Facebook has had a tough time since the revelations of the Cambridge Analytica data harvesting case came out last year. At the F8 conference this year, the chief executive Mark Zuckerberg promised to execute a "re-plumbing" job to make Facebook and its sister platforms – including WhatsApp and Instagram – more private and secure. But, it looks like the company's problems, as well as its users', might not be ending anytime soon. In a shocking revelation, we have learned that a vulnerability in the WhatsApp messenger may have allowed hackers to install spyware on users' smartphones to snoop on so-called end-to-end encrypted chats.

Financial Times (paywall) reports that a vulnerability in WhatsApp voice calling feature allowed attackers to remotely execute a code that would install spyware on any iPhone or Android smartphone. This could be accomplished even if the targets did not pick up the call. A WhatsApp spokesperson said that the security team has patched the issue but insists users update their apps at the soonest possible.

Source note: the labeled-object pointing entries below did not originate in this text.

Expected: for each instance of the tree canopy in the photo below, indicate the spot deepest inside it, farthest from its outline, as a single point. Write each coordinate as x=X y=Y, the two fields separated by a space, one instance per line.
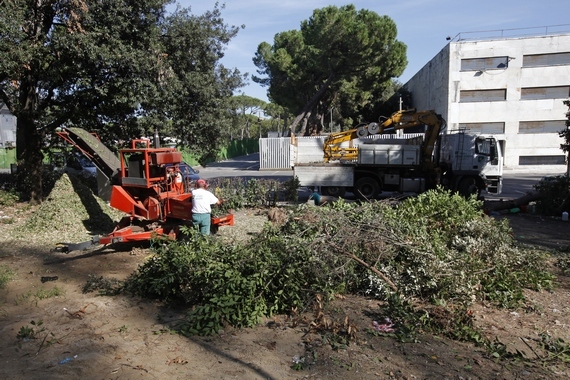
x=122 y=68
x=341 y=57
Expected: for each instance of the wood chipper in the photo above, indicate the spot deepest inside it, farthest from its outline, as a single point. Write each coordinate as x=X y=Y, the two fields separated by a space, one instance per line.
x=143 y=181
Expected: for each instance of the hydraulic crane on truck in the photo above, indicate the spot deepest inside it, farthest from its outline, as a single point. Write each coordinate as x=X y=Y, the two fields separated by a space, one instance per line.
x=399 y=120
x=142 y=187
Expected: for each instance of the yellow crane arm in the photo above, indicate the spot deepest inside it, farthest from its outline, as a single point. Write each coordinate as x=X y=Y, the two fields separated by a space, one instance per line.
x=399 y=120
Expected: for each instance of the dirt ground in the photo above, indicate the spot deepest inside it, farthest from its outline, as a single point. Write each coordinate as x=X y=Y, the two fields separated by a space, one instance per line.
x=84 y=335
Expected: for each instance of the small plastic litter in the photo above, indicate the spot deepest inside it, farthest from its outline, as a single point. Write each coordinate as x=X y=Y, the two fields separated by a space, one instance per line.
x=67 y=360
x=386 y=327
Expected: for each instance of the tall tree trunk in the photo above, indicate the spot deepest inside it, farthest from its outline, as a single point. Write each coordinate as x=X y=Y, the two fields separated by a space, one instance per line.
x=311 y=103
x=303 y=130
x=29 y=146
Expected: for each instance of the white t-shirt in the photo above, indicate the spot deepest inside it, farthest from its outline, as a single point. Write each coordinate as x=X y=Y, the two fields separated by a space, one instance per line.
x=201 y=201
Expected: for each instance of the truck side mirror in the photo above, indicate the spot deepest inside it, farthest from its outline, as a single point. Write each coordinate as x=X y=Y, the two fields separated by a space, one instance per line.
x=493 y=150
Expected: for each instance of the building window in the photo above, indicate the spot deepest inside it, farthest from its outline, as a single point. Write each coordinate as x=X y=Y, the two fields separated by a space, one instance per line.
x=543 y=126
x=482 y=95
x=483 y=128
x=542 y=160
x=533 y=93
x=490 y=63
x=552 y=59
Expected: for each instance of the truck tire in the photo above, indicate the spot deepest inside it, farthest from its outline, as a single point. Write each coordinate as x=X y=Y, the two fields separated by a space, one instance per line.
x=468 y=187
x=366 y=188
x=335 y=191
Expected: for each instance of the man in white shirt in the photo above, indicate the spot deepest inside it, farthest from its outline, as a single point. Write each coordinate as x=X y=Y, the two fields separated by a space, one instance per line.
x=202 y=200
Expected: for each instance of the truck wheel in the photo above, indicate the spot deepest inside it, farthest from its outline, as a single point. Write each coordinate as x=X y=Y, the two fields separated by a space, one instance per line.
x=335 y=191
x=468 y=187
x=366 y=188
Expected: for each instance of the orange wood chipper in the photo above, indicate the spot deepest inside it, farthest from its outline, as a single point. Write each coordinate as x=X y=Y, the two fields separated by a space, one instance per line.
x=143 y=186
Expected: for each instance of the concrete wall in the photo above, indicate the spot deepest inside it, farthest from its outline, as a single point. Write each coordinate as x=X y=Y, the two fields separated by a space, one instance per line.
x=439 y=83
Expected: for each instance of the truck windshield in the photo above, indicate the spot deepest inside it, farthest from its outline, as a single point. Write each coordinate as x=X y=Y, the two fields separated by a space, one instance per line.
x=483 y=146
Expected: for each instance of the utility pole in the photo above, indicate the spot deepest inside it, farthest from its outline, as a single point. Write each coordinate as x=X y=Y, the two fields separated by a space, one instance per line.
x=399 y=132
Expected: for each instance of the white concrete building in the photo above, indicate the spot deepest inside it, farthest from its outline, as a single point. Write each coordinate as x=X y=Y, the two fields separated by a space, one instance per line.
x=510 y=87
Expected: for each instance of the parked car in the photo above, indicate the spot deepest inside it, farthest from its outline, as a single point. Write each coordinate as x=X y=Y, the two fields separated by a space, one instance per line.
x=75 y=164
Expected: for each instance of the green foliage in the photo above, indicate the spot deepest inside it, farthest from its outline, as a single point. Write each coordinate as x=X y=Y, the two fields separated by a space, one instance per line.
x=452 y=251
x=8 y=198
x=554 y=195
x=121 y=68
x=104 y=286
x=40 y=294
x=235 y=285
x=340 y=54
x=437 y=247
x=6 y=275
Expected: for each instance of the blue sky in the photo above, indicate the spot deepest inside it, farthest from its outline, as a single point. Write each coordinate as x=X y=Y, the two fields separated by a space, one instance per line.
x=423 y=25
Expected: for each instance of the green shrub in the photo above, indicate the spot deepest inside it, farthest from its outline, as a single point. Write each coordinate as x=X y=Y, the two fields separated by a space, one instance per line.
x=554 y=195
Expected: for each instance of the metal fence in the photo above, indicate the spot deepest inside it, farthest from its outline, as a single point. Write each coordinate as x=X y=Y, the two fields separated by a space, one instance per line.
x=279 y=154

The publication alleges although the creator of this exploit is unclear, it resembles other products by Israeli company NSO Group, which has been previously accused of providing spyware to wiretap the conversations of human right activist and journalists. NSO Group is infamous as the creator of a powerful tool called Pegasus, which can be used by intelligence agencies worldwide to eavesdrop on suspects. It was also alleged to have helped the Saudi government track the conversations of opposers of the autocratic regime and dissidents and the list of targets includes the slain Wall Street Journal reporter Jamal Khashoggi. The company claims that its products are sold to government agencies for fighting against terrorism and is been facing multiple lawsuits on grounds of illegal hacking.

Earlier this month, when WhatsApp's engineers were trying to fix the vulnerability, the came across unusual voice calling activity, which is when they grew wary of the gravity of this situation. This was reportedly an attack used to target a London-based human rights lawyer involved in lawsuits against NSO Group. The lawyer, whose name was not shared, was representing individuals including a bunch of activists, journalists, and dissidents whose smartphones have previously been sabotaged by NSO's Pegasus.

Besides releasing a fix for the vulnerability on Monday, WhatsApp also alerted the U.S. Justice Department about the possibility that similar tools could be in use for targeting users in the country.

Via: Ars Technica

Update: WhatsApp sues NSO Group

In a blog post, WhatsApp noted that it has informed approximately 1,400 through a "personal message." The Facebook-owned messaging giant has also sued the Israeli start-up NSO Group in a U.S. District Court for selling commercial spyware to governments and law enforcement agencies.

WhatsApp said in the blog post, "We believe this attack targeted at least 100 members of civil society, which is an unmistakable pattern of abuse. This number may grow higher as more victims come forward."

NSO Group refuted these claims and told the BBC, "In the strongest possible terms, we dispute today's allegations and will vigorously fight them."